The main classifications of bleeding disorders are abnormal bleeding of the vessel wall, abnormal bleeding of platelets, abnormal bleeding of coagulation, abnormal bleeding of anticoagulation and fibrinolysis, and abnormal bleeding of complex hemostatic mechanisms.
1. Vascular wall anomalous hemorrhage includes etiology: familial simple allergic purpura, sepsis, and so on.
2. Platelet anomalous hemorrhage including etiology: thrombocytopenia such as aplastic anemia, excessive platelet destruction such as idiopathic thrombocytopenic purpura, excessive platelet consumption such as disseminated intravascular coagulation, and platelet quality abnormalities such as platelet apoplexy.
3. Coagulation abnormal bleeding including etiology: hemophilia, hereditary fibrinogen deficiency and reduction, vitamin K deficiency.
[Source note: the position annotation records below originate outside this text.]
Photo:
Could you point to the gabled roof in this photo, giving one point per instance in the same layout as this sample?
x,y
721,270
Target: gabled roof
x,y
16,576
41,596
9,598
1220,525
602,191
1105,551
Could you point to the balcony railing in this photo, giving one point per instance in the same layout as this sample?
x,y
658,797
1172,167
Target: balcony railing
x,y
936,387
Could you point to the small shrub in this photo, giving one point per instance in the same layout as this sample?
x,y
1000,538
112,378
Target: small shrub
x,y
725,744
4. Complex hemostatic mechanism abnormal bleeding including etiological diagnosis: vascular hemophilia, disseminated intravascular coagulation.
There are many causes of bleeding disorders, and when such disorders occur, the causes should be clarified in time and targeted treatment should be taken.
Treatment
There are many kinds of hemorrhagic diseases with different pathogenesis, and corresponding treatment measures should be given according to different causes and pathogenesis.
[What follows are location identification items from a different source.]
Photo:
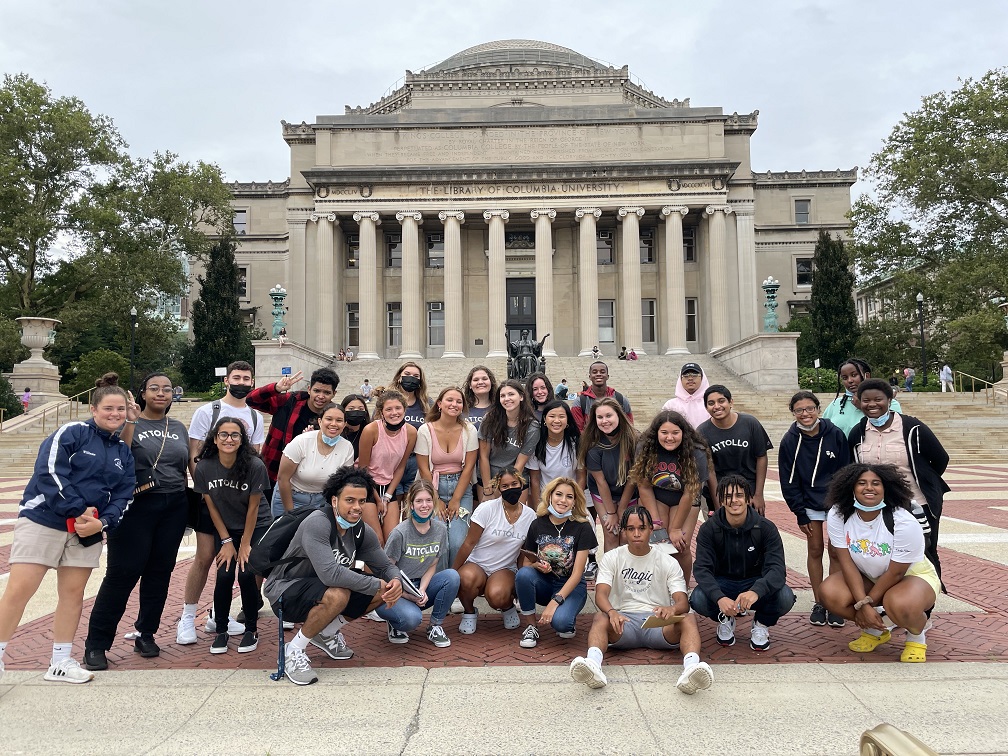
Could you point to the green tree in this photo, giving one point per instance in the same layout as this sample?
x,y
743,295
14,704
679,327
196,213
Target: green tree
x,y
220,336
833,318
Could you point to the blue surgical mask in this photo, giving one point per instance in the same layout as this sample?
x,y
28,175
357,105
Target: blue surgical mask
x,y
866,508
880,421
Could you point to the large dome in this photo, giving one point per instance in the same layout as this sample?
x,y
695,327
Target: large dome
x,y
516,52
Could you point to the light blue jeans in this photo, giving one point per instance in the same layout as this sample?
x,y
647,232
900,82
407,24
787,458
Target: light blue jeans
x,y
300,499
458,528
405,616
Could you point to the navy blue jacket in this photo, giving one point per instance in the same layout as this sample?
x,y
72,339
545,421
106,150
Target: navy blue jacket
x,y
806,466
80,466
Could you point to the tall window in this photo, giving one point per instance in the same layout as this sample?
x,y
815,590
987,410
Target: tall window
x,y
353,250
393,251
240,221
689,244
647,245
353,324
690,320
393,310
607,321
435,324
604,247
648,325
802,208
435,250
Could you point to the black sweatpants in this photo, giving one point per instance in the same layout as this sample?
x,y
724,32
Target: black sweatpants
x,y
224,588
142,548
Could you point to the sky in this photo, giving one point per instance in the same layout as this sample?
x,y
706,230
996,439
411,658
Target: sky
x,y
212,80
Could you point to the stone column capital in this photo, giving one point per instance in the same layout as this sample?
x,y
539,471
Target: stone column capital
x,y
414,214
667,210
624,212
547,212
373,217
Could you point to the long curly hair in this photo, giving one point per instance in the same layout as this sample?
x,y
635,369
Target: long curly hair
x,y
895,489
625,438
647,457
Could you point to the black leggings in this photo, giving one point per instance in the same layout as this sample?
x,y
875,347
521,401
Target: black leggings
x,y
224,588
142,548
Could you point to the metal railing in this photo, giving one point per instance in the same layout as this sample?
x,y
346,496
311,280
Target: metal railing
x,y
991,390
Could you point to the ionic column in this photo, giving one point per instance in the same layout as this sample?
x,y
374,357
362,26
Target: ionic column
x,y
367,284
748,282
588,278
544,275
675,290
630,267
718,276
413,317
497,279
454,311
325,293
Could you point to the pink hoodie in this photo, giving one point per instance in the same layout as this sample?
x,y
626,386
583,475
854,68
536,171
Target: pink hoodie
x,y
688,405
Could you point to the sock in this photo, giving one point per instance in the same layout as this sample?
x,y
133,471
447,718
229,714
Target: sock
x,y
299,641
61,651
335,626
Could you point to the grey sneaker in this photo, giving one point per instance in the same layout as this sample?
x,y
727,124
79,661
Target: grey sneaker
x,y
334,645
297,667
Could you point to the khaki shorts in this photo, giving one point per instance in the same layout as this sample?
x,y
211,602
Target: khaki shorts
x,y
38,544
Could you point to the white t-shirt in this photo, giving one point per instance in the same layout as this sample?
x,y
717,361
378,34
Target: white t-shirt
x,y
499,544
639,584
313,469
871,545
200,424
558,464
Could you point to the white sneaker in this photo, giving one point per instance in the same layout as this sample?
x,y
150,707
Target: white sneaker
x,y
69,670
726,630
588,672
185,634
698,677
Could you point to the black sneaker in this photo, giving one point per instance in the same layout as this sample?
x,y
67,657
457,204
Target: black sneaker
x,y
249,642
220,644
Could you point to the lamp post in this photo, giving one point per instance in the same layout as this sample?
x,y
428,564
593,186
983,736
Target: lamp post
x,y
923,356
132,344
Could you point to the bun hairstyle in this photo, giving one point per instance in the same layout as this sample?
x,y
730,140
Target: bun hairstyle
x,y
107,385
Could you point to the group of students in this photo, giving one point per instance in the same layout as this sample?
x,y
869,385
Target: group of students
x,y
481,492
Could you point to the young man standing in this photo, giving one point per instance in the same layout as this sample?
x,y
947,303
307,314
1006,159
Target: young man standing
x,y
635,583
238,381
740,565
598,375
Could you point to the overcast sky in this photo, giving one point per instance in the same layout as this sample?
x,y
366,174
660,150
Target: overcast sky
x,y
212,80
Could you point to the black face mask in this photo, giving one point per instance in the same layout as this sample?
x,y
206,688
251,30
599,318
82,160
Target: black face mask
x,y
356,416
511,495
239,391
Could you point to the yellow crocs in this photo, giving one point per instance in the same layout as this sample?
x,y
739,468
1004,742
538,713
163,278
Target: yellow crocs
x,y
914,652
866,642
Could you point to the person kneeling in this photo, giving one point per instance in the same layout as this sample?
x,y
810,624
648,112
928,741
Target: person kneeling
x,y
559,538
635,583
886,581
318,583
740,565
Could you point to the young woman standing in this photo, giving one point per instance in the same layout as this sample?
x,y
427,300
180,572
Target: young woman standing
x,y
83,482
145,545
447,450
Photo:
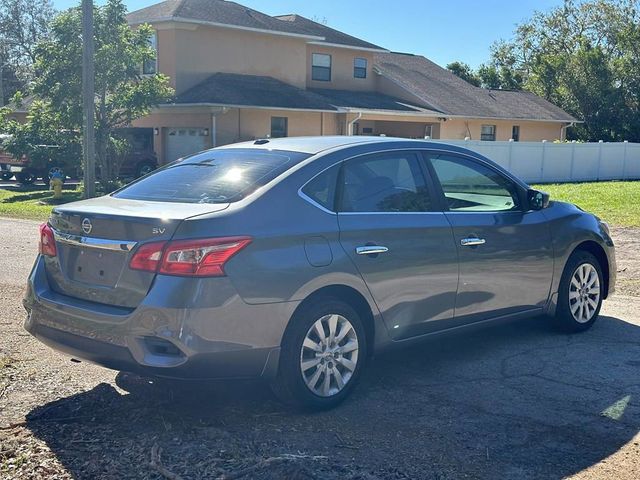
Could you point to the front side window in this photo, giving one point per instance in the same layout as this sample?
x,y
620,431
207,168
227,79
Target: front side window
x,y
150,66
472,187
321,67
215,176
322,188
279,127
488,133
360,68
515,133
383,183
1. Treatment of hemorrhagic diseases caused by vascular factors
In addition to the treatment of etiology, bleeding caused by simple vascular factors is generally treated with drugs that reduce the fragility and permeability of blood vessels (such as Lutin, sodium carolinium, phenol sulfonyl ethylamine, vitamin C, blood coagulation tablets, adrenocorticotropic hormone, and vasoconstrictors (such as posterior pituitary hormone, ephedrine and so on) can be selected according to the amount of savings in the treatment.
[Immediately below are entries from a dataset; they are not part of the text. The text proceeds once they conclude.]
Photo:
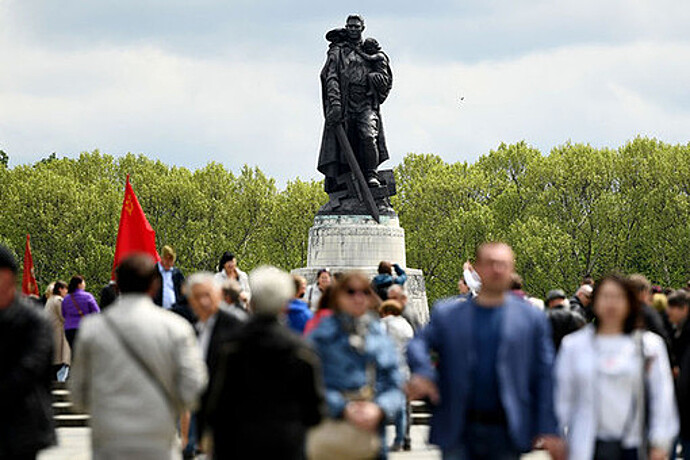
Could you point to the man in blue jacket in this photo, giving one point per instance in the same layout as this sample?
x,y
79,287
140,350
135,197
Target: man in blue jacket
x,y
492,387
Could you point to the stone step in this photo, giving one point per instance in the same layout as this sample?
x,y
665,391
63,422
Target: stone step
x,y
420,407
63,408
420,419
72,420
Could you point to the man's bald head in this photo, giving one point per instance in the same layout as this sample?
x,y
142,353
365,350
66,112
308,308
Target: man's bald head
x,y
397,292
495,265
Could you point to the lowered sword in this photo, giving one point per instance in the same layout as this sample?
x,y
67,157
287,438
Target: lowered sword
x,y
360,184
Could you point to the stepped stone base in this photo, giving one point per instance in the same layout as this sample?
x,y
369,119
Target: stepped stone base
x,y
356,242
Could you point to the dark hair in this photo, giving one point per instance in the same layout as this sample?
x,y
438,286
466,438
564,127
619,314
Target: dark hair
x,y
58,286
298,281
7,260
489,245
74,283
385,268
640,283
225,258
136,273
353,17
679,298
390,307
632,320
515,282
344,282
326,299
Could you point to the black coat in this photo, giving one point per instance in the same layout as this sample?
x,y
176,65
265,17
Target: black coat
x,y
26,355
683,393
224,329
178,281
266,392
563,322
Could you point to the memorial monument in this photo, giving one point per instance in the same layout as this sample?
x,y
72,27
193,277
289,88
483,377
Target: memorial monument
x,y
357,228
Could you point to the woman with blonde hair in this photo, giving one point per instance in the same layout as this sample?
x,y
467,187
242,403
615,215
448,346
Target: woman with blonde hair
x,y
61,351
360,373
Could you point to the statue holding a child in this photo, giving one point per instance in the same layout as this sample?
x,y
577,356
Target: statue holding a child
x,y
355,81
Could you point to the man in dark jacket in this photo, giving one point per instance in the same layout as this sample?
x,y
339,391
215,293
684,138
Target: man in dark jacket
x,y
678,309
172,279
651,317
267,387
215,327
385,278
563,321
26,353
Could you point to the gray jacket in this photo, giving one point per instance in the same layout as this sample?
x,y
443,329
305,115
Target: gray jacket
x,y
128,412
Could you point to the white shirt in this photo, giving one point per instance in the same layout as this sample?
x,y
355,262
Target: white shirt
x,y
400,331
618,381
168,287
579,400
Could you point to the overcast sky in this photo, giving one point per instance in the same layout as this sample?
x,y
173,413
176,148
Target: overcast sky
x,y
236,82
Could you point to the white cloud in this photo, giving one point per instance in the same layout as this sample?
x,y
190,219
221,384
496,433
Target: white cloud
x,y
261,108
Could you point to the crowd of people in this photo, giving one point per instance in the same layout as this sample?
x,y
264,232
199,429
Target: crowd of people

2. Treatment of hemorrhagic diseases caused by platelet factors
(1) Drugs to promote platelet generation
(1) Thrombopoietin (TPO) TPO is involved in the whole process of megakaryocyte proliferation, differentiation, maturation and division to form functional platelets.
(2) IL-11 Acts on primitive hematopoietic stem cells in bone marrow cells, causing an increase in megakaryotic lineage progenitor ploidy, promoting megakaryocyte maturation, and increasing the number of peripheral platelets.
(2) Platelet-enhancing drugs Bactrim may promote platelet activation and induce platelet aggregation.
(3) Adrenocorticotropic hormone Mainly through the inhibition of platelet antibody production, blocking macrophage Fc receptors, so that platelets attached with antibodies or immune complexes in the mononuclear phagocyte system to reduce the destruction, so that platelets in the spleen to reduce the retention of platelets, improve the number of peripheral platelets. It is mainly used to treat immune thrombocytopenic purpura. Generally use prednisone.
(4) Immunosuppressants Immunosuppressants such as vincristine, cyclophosphamide, azathioprine, cyclosporine, etc. can reduce the production of platelet antibodies by suppressing immunity.
(5) Splenectomy Ineffective drug treatment or obvious reduction of platelets due to hypersplenism, splenectomy can be considered to reduce the site of platelet destruction.
(6) Platelet transfusion In principle, it should only be used for serious bleeding caused by abnormal quantity or quality of platelets due to various reasons. When the platelet count is less than 20×109/L, it is often accompanied by extensive and serious bleeding, such as hemoptysis, gastrointestinal bleeding, intracranial hemorrhage and so on. Prophylactic and therapeutic platelet transfusion is the most effective treatment. When the platelet count is more than 20×109/L, the bleeding is usually mild, and platelet transfusion is usually not necessary, so as to avoid the production of homologous antiplatelet antibodies after repeated platelet transfusion, which will reduce the efficacy of platelet transfusion in the future when it is needed urgently.
3. Treatment of bleeding disorders caused by coagulation disorders
Depending on the pathogenesis, coagulation factor deficiency diseases can be treated with vitamin K supplementation (prothrombin, FⅦ, FⅨ, FⅩ deficiency) and plasma and blood product supplementation (congenital coagulation factor deficiency).